No pre-screenings for this one but the trailer looks awesome. It's directed by the guy who made Final Destination 5 (wherein Vancouver's Lions Gate Bridge collapses), which is promising. In any case it's a movie about ever-lurking doom of climate change with a lot of property damage so that sounds good enough to me.

Also opening, a Michael Bay remake of Teenage Mutant Ninja Turtles that's almost worse than the End of Days. The turtles themselves resemble giant talking green penises freshly pulled from a sewer-grade glory hole. The script is like a soggy pizza covered in garbage and topped with a new, completely unnecessary, ridiculously stupid origin story (imagine if the radioactive spider that bit Peter Parker was also his childhood pet — that would be better). You know you have problems when Megan Fox is clearly the greatest part of your entire film.
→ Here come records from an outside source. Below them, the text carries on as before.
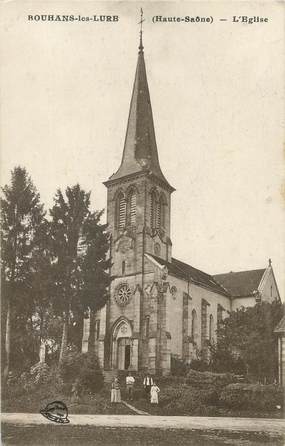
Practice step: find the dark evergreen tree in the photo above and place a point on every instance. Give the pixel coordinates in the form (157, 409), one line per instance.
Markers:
(79, 246)
(246, 342)
(22, 216)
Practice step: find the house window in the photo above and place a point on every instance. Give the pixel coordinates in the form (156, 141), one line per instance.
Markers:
(97, 329)
(194, 327)
(211, 328)
(219, 316)
(120, 211)
(147, 326)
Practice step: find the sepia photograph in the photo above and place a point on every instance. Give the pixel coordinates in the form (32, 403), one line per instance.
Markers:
(142, 223)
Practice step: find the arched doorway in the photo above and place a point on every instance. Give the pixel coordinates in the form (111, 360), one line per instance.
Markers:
(122, 345)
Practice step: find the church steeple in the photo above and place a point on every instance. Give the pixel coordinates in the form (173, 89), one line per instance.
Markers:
(140, 150)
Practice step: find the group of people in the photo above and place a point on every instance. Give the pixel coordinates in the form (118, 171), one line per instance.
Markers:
(150, 388)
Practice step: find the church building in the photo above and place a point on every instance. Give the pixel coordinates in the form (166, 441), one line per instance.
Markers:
(158, 307)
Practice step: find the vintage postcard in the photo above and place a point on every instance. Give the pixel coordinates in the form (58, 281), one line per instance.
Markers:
(142, 222)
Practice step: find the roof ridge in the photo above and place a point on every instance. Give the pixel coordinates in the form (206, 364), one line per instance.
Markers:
(238, 272)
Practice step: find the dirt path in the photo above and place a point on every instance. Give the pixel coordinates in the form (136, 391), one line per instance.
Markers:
(163, 422)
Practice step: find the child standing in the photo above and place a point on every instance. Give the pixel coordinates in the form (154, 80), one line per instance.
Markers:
(154, 391)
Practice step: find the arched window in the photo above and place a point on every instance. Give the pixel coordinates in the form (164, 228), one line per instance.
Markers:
(160, 213)
(131, 207)
(120, 211)
(153, 210)
(194, 326)
(211, 328)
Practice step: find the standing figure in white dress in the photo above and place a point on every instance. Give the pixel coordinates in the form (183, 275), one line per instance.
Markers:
(154, 391)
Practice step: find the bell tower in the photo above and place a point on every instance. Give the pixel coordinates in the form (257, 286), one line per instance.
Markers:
(138, 217)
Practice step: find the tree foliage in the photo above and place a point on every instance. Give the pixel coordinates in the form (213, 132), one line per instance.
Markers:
(52, 269)
(22, 217)
(79, 247)
(246, 342)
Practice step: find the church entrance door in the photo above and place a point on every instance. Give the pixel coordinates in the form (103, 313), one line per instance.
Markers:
(124, 353)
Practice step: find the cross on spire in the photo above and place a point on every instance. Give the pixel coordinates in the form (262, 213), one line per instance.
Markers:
(141, 31)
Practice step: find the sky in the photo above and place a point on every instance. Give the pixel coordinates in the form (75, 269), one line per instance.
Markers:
(217, 93)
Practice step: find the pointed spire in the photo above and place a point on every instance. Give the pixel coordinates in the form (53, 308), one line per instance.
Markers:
(140, 150)
(141, 22)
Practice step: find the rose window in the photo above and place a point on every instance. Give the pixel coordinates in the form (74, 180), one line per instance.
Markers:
(123, 294)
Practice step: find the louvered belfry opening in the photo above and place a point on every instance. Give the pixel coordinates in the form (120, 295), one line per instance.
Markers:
(153, 211)
(131, 208)
(121, 212)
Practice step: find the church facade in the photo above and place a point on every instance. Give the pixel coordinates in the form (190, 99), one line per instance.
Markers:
(158, 307)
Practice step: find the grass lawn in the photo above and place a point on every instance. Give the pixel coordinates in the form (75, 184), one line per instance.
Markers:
(214, 411)
(68, 435)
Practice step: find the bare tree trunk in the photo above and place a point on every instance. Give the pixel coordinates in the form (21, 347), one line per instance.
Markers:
(64, 338)
(7, 342)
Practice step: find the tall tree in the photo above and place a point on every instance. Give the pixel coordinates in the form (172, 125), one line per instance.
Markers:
(80, 246)
(22, 215)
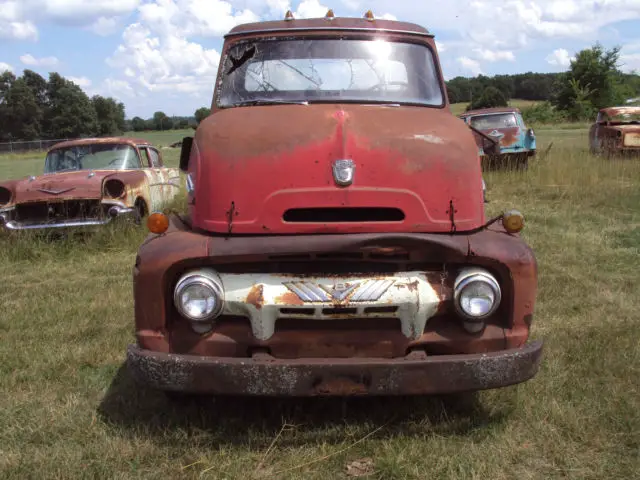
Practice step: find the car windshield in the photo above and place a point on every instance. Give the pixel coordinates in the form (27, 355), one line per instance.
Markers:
(100, 156)
(621, 117)
(329, 70)
(496, 120)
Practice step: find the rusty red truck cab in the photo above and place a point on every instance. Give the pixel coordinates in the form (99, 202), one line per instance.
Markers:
(336, 240)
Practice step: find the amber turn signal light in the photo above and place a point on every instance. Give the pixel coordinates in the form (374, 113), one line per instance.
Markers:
(158, 223)
(513, 221)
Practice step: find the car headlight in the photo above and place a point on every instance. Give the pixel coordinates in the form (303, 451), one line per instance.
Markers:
(199, 296)
(476, 294)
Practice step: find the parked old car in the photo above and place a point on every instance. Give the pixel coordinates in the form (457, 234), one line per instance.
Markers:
(336, 241)
(90, 182)
(616, 130)
(504, 127)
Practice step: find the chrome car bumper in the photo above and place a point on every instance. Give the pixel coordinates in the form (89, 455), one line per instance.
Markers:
(114, 212)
Back to the reality: with 930 reported deaths in Africa from the Ebola virus and 30,000 quarantined in the Chinese city of Yumen due to an outbreak of bubonic plague, the downloads of the week are all pandemic flicks: Shivers (1975), Infection (2009) and Contagion (2011) set the mood nicely. Who will survive the next plague (and will Fukushima radiation help or hinder us?) Roger Corman's 1964 The Masque of the Red Death gets extra props for its protagonist's attempts to avoid the plague by holing up and partying. Who's to say a mutated, airborn Ebola virus could survive a weeklong bender of whiskey and LSD? Either way, you can at least die the way Jack Nicholson's Joker recommends, "Go with a smile."